Pourquoi tant de calculs ?
Par David E. le samedi 28 avril 2007, 15:45 - Politique - Lien permanent
Le débat si difficile à mettre en place entre Ségolène Royal et François Bayrou s'est achevé il y a quelques heures à peine. Les commentaires affluent de tous côtés. Pourtant, difficile de dire s'il s'agit d'un « événement sans précédent qui souligne la modernisation de la vie politique », comme l'affirme la candidate socialiste, ou bien une régression, le retour aux petites compromissions entre amis sous le régime des partis, rappelant la IVe République.
Si on revient quelques jours en arrière, on s'aperçoit d'abord que, du temps où M. Bayrou était encore dans la course, le PS tirait à boulets rouges sur le candidat centriste, taxé de personnifier « la droite qui présente bien » (citation du porte-parole du PRG). Aujourd'hui, tout cela a disparu. Les argumentaires sur les sites internet aussi. C'est ainsi que sur l'espace militant du site du PS était par exemple écrit à propos de M. Bayrou que, « incompréhensible en France, [il] a besoin de se trouver des modèles à l'étranger pour asseoir la crédibilité de la coalition qu'il appelle de ses vœux » ; essayez de cliquer sur ce même lien aujourd'hui (merci au Monde d'avoir débusqué cette supercherie)...
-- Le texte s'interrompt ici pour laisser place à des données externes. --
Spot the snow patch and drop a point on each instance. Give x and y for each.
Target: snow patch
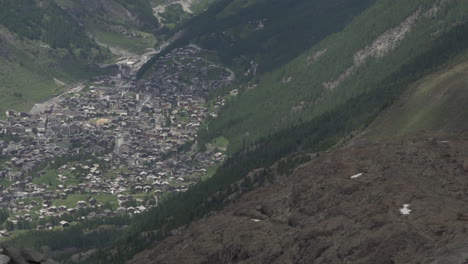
(405, 210)
(356, 176)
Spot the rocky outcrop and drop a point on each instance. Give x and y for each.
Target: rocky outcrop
(11, 255)
(398, 201)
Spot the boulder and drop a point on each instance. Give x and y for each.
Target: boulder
(4, 259)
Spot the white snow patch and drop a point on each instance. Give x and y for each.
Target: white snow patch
(356, 176)
(405, 210)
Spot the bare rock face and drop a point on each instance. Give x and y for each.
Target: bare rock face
(399, 201)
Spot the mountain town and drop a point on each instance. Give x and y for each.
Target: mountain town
(112, 147)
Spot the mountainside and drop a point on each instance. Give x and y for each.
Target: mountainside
(344, 66)
(433, 103)
(300, 97)
(46, 46)
(344, 206)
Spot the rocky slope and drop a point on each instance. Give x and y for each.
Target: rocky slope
(403, 200)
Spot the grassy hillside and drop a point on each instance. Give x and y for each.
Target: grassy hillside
(300, 91)
(47, 45)
(436, 102)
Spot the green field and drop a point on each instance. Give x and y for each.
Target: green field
(133, 45)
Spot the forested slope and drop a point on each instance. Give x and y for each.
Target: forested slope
(346, 65)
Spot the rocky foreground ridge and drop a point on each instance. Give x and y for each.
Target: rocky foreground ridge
(10, 255)
(398, 201)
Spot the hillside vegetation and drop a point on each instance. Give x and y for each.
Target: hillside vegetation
(259, 36)
(433, 103)
(258, 164)
(46, 46)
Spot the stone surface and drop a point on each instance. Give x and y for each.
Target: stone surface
(331, 218)
(32, 255)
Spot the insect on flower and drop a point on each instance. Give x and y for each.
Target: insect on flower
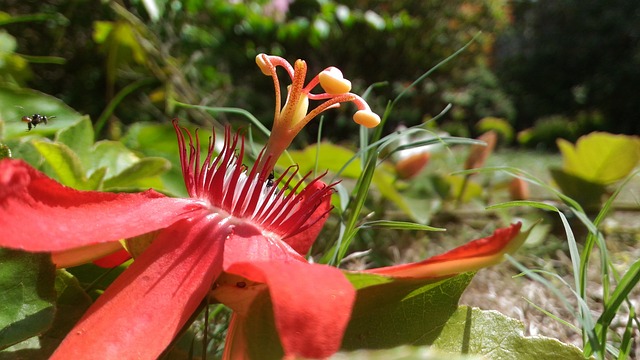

Le débat de ce samedi n'aide pas à éclaircir la démarche de Mme Royal, ayant amené à une telle ouverture au centre. J'ose espérer que celle-ci n'est pas qu'électoraliste. Si tel est le cas, malheur et honte à elle. Les quelque 19 % du président de l'UDF constituent certes la clé des portes de l'Élysée pour les deux finalistes, mais on peut espérer que ceux-ci aient la lucidité de ne pas s'adonner à de la prostitution idéologique.
J'espère depuis plusieurs années la disparition du PS sous sa forme actuelle, qui est pour l'instant un gymnaste d'une souplesse immense, réalisant le grand écart entre des sociaux-démocrates clairement convertis à l'économie de marché et des antilibéraux convaincus, lorgnant nettement sur leur gauche. Le premier tour de la présidentielle montre l'échec de cette stratégie : par une volonté de faire cohabiter à l'intérieur du PS des sensibilités aussi différentes, c'est l'ensemble de la gauche qui est discréditée, puisque ni Mmes Buffet, Voynet, Laguiller, ni MM. Besancenot ou Schivardi ne forment une réserve de voix suffisante pour garantir à Mme Royal un bon score au second tour. Le vote « utile » défendu par les socialistes possédait des conséquences néfastes évidentes que ceux-ci auraient été bien inspirés d'étudier, avant de le prôner coûte que coûte.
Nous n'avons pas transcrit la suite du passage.